Tracy Reed credits the NHS for the life-changing opportunities it has provided her over the last 42 years.

Tracy, who is our clinical lead for end of life care, said: “Sometimes it is in our DNA to be a nurse and care and support people, and the NHS allows us to do that.

“I have seen so many changes but I don’t think the focus on compassion and people’s health and care has ever changed.

“I have never felt I wanted to work outside the NHS.”

Tracy has spent her entire career serving the people of west Essex, including working at St Margaret’s Hospital in Epping, the Herts and Essex Hospital, Princess Alexandra Hospital in Harlow, Stansted Clinic and Loughton Clinic.

She joined the NHS at 17, as an administrative clerk at Warley Hospital. Her mum and sister were both nurses but it was not a career she had considered for herself, until a patient had a cardiac arrest.

She said: “I was the first aider and I resuscitated him.

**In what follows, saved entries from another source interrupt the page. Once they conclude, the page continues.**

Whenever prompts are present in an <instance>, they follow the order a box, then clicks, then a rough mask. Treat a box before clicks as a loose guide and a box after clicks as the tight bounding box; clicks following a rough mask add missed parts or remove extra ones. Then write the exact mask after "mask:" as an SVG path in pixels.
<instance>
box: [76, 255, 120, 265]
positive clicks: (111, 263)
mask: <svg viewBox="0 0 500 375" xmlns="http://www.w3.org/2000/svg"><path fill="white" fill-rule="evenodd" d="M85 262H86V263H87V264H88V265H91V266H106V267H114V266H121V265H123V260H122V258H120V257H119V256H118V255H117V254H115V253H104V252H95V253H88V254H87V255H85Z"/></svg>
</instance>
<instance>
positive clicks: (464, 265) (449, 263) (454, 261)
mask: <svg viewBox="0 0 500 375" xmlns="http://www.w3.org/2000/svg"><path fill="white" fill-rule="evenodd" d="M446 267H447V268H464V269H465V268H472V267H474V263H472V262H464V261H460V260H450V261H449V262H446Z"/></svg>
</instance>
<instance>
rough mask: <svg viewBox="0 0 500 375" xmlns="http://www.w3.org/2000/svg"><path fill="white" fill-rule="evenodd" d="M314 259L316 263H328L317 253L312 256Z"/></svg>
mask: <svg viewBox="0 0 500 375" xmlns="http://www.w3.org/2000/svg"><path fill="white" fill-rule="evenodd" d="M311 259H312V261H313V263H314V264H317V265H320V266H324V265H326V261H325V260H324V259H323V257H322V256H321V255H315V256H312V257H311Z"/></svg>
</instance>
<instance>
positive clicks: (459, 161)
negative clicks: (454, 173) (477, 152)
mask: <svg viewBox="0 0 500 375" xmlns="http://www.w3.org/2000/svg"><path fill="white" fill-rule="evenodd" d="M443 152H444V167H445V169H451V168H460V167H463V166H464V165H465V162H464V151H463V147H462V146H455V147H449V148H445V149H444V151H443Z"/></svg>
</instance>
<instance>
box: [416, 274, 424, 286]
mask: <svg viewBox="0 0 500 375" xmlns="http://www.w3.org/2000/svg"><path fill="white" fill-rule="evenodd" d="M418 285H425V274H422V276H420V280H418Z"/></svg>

He was alive when the ambulance came, but then he had a massive heart attack and died.

“I wanted to understand why I had brought him to life but then he had died.”

Tracy began her nursing training in 1985, resulting in a varied career including general medicine, coronary care, community nursing and caring for the elderly.

Tracy Reed

She became a Macmillan professional at the cancer information service and has specialised in end of life care since 2011, an area that she has always been interested in.

She is also an independent adviser on end of life care for the Motor Neurone Disease Association.

Tracy became a Queens Nurse in 2012, a title given to nurses who demonstrate a high level of commitment to patient care and nursing practice.

Her experience of healthcare in the UK is very different to that in Nepal, where she volunteered with other Queens Nurses to support people affected by a devastating earthquake in 2015.

There is no free healthcare in Nepal and people living in remote villages had to walk 15 miles to see a doctor.

“When I visited Bandipur Hospital, a family had run ten miles carrying an ill family member.

“You can’t imagine how that is,” she said.

Her three-week voluntary placement was “life-changing” and Tracy has continued to fundraise and support healthcare projects in Nepal. These include the SASANE Society, which supports women who have been victims of human trafficking.

The Queens Nurses volunteers set up health clinics for children and supported children, some as young as three, who had been abandoned and were living on the streets.

One of the young boys they met has just become a doctor.

Tracy said: “If I hadn’t chosen the NHS as a career, I wouldn’t have had the life experiences it has given me.

“I am really passionate that people get good care and support.

“That’s not just people in our care, but our staff as well.

“I remember when I was 17 my dad said ‘you have a job for life’.

“It is a job for life, if you put everything into your career and you love what you’re doing.”

During her career she has trained many colleagues and she is proud to have seen her former students grow and develop their careers.

Tracy left school with one O-level and six CSEs and pursued life-long learning throughout her adult life, juggling study with work and family commitments.

She has completed numerous training and academic courses during her career, including a MSc in Advanced Practice in Health and Social Care in 2010.

It was while studying for her masters degree that she was diagnosed with dyslexia.

She said: “My mum was ill with cancer when I was growing up, so I was a carer as a child and didn’t have a lot of opportunities to learn.

“Most of my learning I have done as an adult.

“I owe my whole career and progression to the NHS. It has provided me with a job I love and a career I am very proud of for 42 years.”